La dilatation urétrale traite la sténose urétrale, dans laquelle la rétention est causée par une obstruction ou une sténose de l’urètre. Elle consiste à insérer des sondes de diamètre croissant dans l’urètre pour élargir la sténose. Une autre méthode de dilatation consiste à gonfler un petit ballonnet à l’extrémité d’une sonde à l’intérieur de l’urètre. La dilatation urétrale s’effectue lors d’une consultation chez un professionnel de santé, dans un centre de consultation externe ou à l’hôpital. Une anesthésie locale est nécessaire. Dans certains cas, une sédation et une anesthésie locorégionale peuvent être utilisées.

Une autodilatation urétrale intermittente est souvent recommandée pour réduire le risque de rétrécissement récurrent de l’urètre. Elle consiste à faire passer une sonde lubrifiée dans l’urètre pour étirer la zone concernée et éviter qu’elle ne se rétrécisse à nouveau.

Les personnes doivent suivre un traitement semblable à celui-ci :
Dilater comme indiqué une fois par jour pendant deux semaines, puis dilater un jour sur deux pendant deux semaines, puis continuer à dilater une fois par semaine sauf indication contraire.

Stents urétraux

Un autre traitement de la sténose urétrale consiste à insérer un tube artificiel, appelé stent, dans l’urètre jusqu’à la zone de la sténose. Une fois en place, le stent se dilate comme un ressort et repousse les tissus environnants, élargissant ainsi l’urètre. Les stents peuvent être placés de manière temporaire ou permanente.

 

Traitements médicamenteux

Les médicaments utilisés pour traiter la rétention urinaire sont destinés au traitement de l’hypertrophie de la prostate. Ces médicaments ralentissent la croissance de la prostate ou la rétrécissent, ou encore soulagent les symptômes de rétention urinaire associés à l’hyperplasie bénigne de la prostate (HBP) par relâchement du muscle du col vésical.

Chirurgie

  • Chirurgie de la prostate (hommes uniquement)
    Pour traiter la rétention urinaire causée par l’hyperplasie bénigne de la prostate, la prostate peut être détruite par chirurgie ou le tissu prostatique hypertrophié peut être retiré par une méthode transurétrale, l’intervention chirurgicale la plus courante étant la résection transurétrale de la prostate (TURP).
  • Urétrotomie interne
    Pour réparer une sténose urétrale, une sonde spéciale est insérée dans l’urètre jusqu’à ce qu’elle atteigne la sténose.
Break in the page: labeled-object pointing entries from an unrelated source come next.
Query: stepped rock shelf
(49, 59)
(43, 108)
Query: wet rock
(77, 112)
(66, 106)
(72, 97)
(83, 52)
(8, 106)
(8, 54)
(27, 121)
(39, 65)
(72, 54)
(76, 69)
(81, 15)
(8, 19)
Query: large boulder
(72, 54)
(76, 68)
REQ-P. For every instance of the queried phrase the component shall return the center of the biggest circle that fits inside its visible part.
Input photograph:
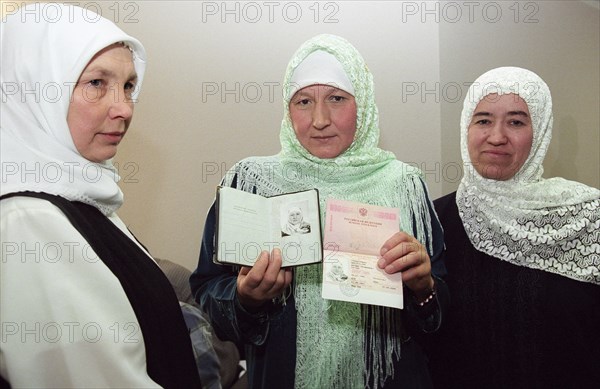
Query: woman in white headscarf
(329, 140)
(523, 252)
(82, 302)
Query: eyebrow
(509, 113)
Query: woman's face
(500, 136)
(101, 106)
(324, 120)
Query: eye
(302, 102)
(96, 83)
(482, 122)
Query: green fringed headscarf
(333, 336)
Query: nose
(321, 116)
(497, 135)
(121, 107)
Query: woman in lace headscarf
(82, 303)
(329, 137)
(523, 252)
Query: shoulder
(446, 202)
(24, 208)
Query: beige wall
(183, 136)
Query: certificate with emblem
(354, 234)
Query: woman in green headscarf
(329, 136)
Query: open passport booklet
(248, 224)
(354, 233)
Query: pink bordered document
(354, 234)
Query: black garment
(510, 326)
(269, 337)
(169, 356)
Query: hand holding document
(354, 234)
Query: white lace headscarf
(547, 224)
(335, 338)
(44, 49)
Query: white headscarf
(546, 224)
(44, 49)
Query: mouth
(113, 136)
(323, 138)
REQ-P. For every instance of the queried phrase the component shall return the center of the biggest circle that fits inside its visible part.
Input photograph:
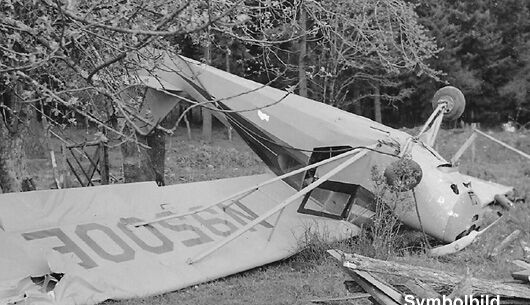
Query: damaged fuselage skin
(288, 131)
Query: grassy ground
(311, 274)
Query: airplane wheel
(456, 102)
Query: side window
(331, 199)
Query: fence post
(103, 161)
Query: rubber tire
(456, 101)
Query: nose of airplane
(464, 217)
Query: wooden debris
(346, 298)
(460, 243)
(421, 290)
(505, 243)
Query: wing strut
(250, 190)
(282, 205)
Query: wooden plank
(463, 148)
(438, 279)
(281, 205)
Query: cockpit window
(331, 199)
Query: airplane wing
(82, 239)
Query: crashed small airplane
(87, 245)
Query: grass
(311, 274)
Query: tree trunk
(302, 48)
(148, 164)
(13, 175)
(441, 281)
(136, 161)
(377, 104)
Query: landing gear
(453, 98)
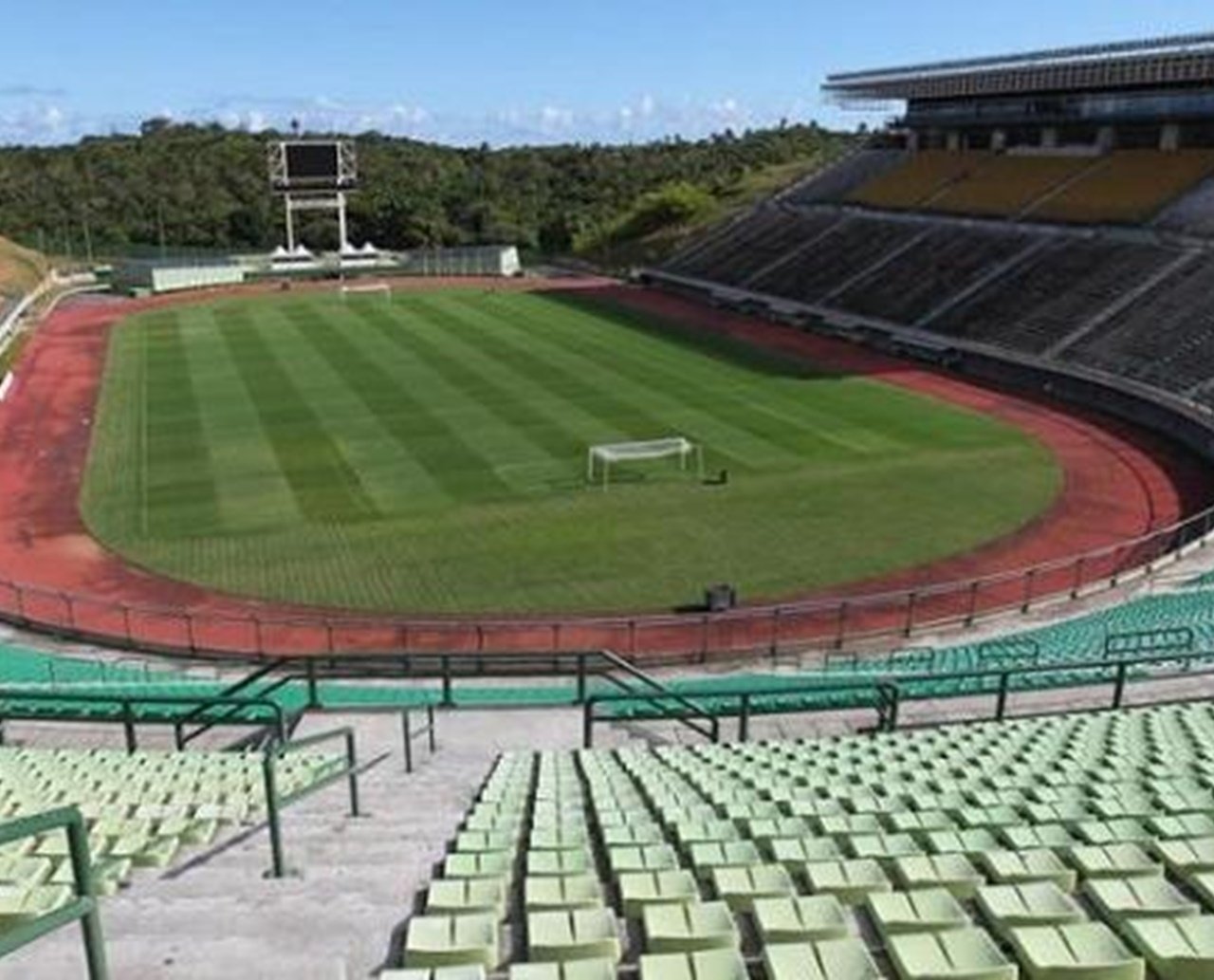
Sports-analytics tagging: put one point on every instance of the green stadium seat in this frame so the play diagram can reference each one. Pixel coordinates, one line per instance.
(451, 941)
(456, 897)
(1020, 867)
(1080, 951)
(705, 964)
(1113, 861)
(740, 887)
(554, 893)
(924, 910)
(637, 890)
(1186, 857)
(796, 850)
(573, 934)
(572, 970)
(563, 862)
(1119, 898)
(826, 959)
(441, 972)
(950, 871)
(805, 918)
(850, 880)
(688, 928)
(1175, 949)
(961, 953)
(1030, 903)
(484, 865)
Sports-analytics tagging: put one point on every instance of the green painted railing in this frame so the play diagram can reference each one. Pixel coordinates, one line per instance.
(82, 909)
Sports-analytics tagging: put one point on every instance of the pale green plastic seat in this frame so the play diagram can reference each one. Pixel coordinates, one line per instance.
(562, 862)
(1183, 826)
(553, 893)
(805, 918)
(738, 887)
(881, 846)
(1175, 949)
(1048, 836)
(572, 970)
(796, 850)
(970, 842)
(641, 889)
(849, 880)
(559, 838)
(952, 871)
(826, 959)
(961, 953)
(573, 934)
(1028, 903)
(484, 865)
(473, 841)
(924, 910)
(703, 964)
(688, 928)
(1082, 951)
(440, 972)
(642, 858)
(1113, 861)
(1113, 832)
(1020, 867)
(716, 854)
(1186, 857)
(633, 833)
(462, 897)
(1119, 898)
(451, 941)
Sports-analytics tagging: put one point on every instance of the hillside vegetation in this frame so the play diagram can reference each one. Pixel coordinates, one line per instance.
(21, 268)
(205, 187)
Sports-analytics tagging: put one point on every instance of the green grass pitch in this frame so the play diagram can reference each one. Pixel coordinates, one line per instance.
(428, 453)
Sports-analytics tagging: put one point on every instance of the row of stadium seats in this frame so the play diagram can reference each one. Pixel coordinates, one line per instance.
(1077, 846)
(141, 810)
(1124, 187)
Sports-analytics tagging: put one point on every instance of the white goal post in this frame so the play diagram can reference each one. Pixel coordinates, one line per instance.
(367, 289)
(599, 458)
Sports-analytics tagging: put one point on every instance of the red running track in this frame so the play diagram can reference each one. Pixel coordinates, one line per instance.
(1119, 484)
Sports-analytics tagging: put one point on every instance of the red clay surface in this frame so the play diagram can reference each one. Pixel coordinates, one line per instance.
(1119, 485)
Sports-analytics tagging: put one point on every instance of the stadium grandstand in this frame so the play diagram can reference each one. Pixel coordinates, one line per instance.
(1015, 802)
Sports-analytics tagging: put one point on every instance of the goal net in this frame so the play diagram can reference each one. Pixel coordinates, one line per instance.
(599, 459)
(367, 289)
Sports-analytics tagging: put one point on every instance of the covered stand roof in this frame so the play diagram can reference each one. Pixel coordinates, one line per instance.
(1162, 61)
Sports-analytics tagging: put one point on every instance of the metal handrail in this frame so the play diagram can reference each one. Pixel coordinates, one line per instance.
(889, 690)
(83, 907)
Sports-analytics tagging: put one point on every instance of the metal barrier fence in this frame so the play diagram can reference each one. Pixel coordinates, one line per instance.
(83, 907)
(666, 638)
(885, 693)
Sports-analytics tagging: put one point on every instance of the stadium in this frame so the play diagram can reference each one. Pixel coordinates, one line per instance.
(828, 598)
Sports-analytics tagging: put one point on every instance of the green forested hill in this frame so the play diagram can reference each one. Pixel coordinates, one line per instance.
(207, 187)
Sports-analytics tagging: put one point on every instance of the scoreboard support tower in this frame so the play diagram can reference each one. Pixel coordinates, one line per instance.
(313, 175)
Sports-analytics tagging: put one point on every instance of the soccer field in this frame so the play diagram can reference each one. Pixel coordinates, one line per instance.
(428, 454)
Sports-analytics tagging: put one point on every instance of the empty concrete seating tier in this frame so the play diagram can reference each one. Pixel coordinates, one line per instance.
(918, 180)
(1130, 186)
(1078, 848)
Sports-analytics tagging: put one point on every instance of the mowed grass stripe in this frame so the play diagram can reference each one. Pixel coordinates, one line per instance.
(252, 490)
(324, 486)
(459, 471)
(632, 412)
(545, 430)
(856, 411)
(719, 389)
(178, 485)
(680, 410)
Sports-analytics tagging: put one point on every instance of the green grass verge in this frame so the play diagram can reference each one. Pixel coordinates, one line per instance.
(428, 455)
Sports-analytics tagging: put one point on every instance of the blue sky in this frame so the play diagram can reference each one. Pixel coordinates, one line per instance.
(471, 70)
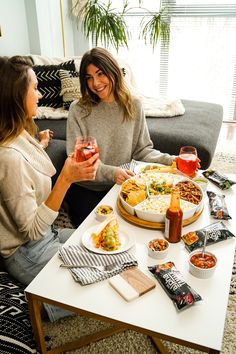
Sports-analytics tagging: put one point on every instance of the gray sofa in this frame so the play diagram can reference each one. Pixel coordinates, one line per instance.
(198, 126)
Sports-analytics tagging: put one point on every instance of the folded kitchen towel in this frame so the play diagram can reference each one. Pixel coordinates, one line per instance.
(74, 254)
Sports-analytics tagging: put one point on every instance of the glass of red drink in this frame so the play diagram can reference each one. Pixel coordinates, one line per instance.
(85, 147)
(187, 161)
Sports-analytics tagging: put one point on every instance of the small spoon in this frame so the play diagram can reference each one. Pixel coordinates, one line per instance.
(204, 244)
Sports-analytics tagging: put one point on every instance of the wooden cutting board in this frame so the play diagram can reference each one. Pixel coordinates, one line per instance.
(132, 283)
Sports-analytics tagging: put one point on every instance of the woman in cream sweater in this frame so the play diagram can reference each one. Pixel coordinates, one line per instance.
(28, 206)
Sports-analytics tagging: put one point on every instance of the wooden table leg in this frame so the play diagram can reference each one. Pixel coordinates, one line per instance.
(36, 320)
(161, 349)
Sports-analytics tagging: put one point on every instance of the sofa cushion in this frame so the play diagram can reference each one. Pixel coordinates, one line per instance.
(49, 83)
(15, 327)
(70, 87)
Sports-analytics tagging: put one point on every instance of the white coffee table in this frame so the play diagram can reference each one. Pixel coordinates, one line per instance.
(200, 327)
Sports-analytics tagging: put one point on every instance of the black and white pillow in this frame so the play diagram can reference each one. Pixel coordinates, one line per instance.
(49, 83)
(70, 87)
(15, 328)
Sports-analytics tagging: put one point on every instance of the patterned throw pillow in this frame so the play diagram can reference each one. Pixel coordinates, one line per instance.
(15, 328)
(49, 83)
(70, 87)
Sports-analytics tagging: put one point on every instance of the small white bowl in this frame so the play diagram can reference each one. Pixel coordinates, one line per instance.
(154, 209)
(103, 211)
(199, 272)
(153, 248)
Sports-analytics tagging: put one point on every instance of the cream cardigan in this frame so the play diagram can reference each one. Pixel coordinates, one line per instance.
(25, 183)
L’urologue utilise ensuite un couteau (urétrotome) ou un laser pour faire une incision qui ouvre la sténose.
  • Réparation de la cystocèle ou de la rectocèle
    Ce traitement est plus fréquent chez les femmes et implique une intervention chirurgicale pour relever la vessie ou le rectum prolabé dans sa position normale, libérant ainsi toute obstruction et causant la vidange de la vessie.
  • Chirurgie des tumeurs et des cancers
    L’ablation de tumeurs et de tissus cancéreux dans la vessie ou l’urètre peut réduire l’obstruction urétrale et la rétention urinaire.